What is Data Quality? Dimensions & Their Measurement

Written by Sharad Varshney | Jul 26, 2023 9:06:23 AM

Data quality is a cornerstone of data governance and has a huge impact on the effectiveness and accuracy of business decisions. In this blog, we explain exactly what constitutes high-quality data and the measurements you can make to determine it.

When I was a kid, I remember going to the store to buy a new hard drive. When I asked the store manager how big it would be, he told me it would be one gigabyte.

I was amazed. A gigabyte felt unimaginably colossal back then, and I was sure we’d never fill it.

Today, my laptop is 500GB, my phone is 256GB, and it’s not uncommon for broadband speeds to reach 1GB per second.

And this is just a drop in the ocean.

IBM projected that by 2025, the amount of data created, consumed, copied, and stored would reach more than 180 zettabytes. To put that into context, a single zettabyte is the equivalent of a trillion gigabytes.

With such high volumes of data, it’s increasingly essential—and increasingly difficult—to maintain data quality.

By the end of this post, you will better understand what data quality is and the steps you can take to improve yours.

Definition of Data Quality

Perhaps one of the best-known definitions of data quality is “fitness for use for a specific purpose.” Yet, beyond this simple definition, you need to consider the steps you need to take to achieve it.

The definition implies that the data is suitable for achieving business goals, making informed and effective decisions on an ongoing basis, and optimizing future operations.

While this simple definition is a good starting point, it doesn’t inform how to approach data quality improvement for individual use cases. For that, you need more specifications. Defining the quality of your data in an operational sense is about understanding how suitable your data is to serve a specific objective.

To that end, you should define data quality in context. For example, if your goal is to identify all of the paid invoices for May, your definition of high-quality data could be data that only represents paid, not pending invoices for that month, free from duplicates, and with corresponding invoice numbers.

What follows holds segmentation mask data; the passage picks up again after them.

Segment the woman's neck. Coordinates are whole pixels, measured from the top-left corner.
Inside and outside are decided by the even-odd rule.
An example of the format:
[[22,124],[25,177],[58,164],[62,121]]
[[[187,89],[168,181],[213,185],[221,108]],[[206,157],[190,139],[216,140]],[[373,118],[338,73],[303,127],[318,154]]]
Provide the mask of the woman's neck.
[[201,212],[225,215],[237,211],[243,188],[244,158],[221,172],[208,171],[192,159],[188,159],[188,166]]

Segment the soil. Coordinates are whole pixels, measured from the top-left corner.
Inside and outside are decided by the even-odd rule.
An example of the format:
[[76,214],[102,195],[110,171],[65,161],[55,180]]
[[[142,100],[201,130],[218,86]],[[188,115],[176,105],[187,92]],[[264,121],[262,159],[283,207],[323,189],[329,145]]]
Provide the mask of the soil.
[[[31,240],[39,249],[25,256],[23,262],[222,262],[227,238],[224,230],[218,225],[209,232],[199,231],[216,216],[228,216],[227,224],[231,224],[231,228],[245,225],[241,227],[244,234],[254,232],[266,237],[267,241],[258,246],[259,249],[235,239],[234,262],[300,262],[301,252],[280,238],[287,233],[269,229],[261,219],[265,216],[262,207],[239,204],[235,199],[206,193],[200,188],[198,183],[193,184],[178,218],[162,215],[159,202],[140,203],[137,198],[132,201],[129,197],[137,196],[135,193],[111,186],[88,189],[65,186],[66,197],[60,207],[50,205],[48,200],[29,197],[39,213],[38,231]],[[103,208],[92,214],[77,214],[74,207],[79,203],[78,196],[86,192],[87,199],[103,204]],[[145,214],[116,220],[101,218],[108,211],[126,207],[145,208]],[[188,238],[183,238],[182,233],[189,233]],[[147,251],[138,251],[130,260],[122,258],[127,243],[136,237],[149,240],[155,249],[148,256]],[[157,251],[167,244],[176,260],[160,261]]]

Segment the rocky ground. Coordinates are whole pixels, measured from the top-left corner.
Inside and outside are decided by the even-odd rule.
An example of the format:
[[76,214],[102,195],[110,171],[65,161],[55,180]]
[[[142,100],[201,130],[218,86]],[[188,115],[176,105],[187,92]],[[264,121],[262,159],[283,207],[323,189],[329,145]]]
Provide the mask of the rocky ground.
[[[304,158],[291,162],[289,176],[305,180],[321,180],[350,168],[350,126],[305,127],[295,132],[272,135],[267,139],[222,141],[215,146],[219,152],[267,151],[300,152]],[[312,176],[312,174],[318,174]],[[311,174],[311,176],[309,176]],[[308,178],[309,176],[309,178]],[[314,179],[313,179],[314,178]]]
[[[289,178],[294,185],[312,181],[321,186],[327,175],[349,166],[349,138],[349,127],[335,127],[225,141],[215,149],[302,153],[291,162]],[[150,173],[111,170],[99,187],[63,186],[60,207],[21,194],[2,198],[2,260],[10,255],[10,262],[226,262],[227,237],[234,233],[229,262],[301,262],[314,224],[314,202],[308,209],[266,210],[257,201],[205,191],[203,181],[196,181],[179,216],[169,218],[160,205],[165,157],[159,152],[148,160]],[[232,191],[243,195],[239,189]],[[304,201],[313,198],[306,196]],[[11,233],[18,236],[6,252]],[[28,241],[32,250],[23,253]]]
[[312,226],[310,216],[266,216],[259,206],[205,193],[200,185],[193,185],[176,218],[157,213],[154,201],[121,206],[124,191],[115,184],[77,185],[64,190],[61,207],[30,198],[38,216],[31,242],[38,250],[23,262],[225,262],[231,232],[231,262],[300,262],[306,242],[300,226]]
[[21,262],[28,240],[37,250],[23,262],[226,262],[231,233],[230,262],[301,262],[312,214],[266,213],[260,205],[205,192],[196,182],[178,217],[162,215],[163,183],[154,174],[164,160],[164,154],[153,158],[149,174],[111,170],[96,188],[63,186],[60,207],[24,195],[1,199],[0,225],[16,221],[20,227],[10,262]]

Why is Data Quality Important

The quality of your data will directly impact your decision-making, analytics, and the tool's effectiveness if you’re developing software.

Imagine developing a new marketing strategy based on customer geography if you can’t be sure where your customers are located, what they’ve purchased, or if your records are flooded with duplicates.

Related Post: Best Practices for Improving Data Quality

New technologies are further increasing the importance of data and its quality. Technologies such as artificial intelligence and automation have enormous potential, but success with these technologies depends heavily on data quality. Machine learning, for example, requires large volumes of accurate data. The more good data a machine learning algorithm has, the faster it can produce results, and the better those results will be.

Poor data can also lead to regulatory and ethical issues, as it’s harder to accurately review the data you store and prove you have been compliant. In this case, the direct penalties can be crippling to a business.

In a nutshell, if your data is of low quality, everything that relies on that data will be compromised. This can lead to costly mistakes, wasted time and money, and lost opportunities. This is why inaccurate and low-quality data must be identified, documented, and fixed immediately.

7 Metrics & Their Measurement Techniques

Here, we will walk you through the seven dimensions you need to consider when assessing data quality in your organization. They are:

Accuracy
Completeness
Consistency
Validity
Timeliness
Uniqueness
Integrity

Accuracy

Data accuracy measures the correctness and completeness of specific data. Essentially, you’re evaluating how much the information accurately reflects the event or object described.

The accuracy of your data is essential to avoid problems with transaction processing or generating faulty results in analytics.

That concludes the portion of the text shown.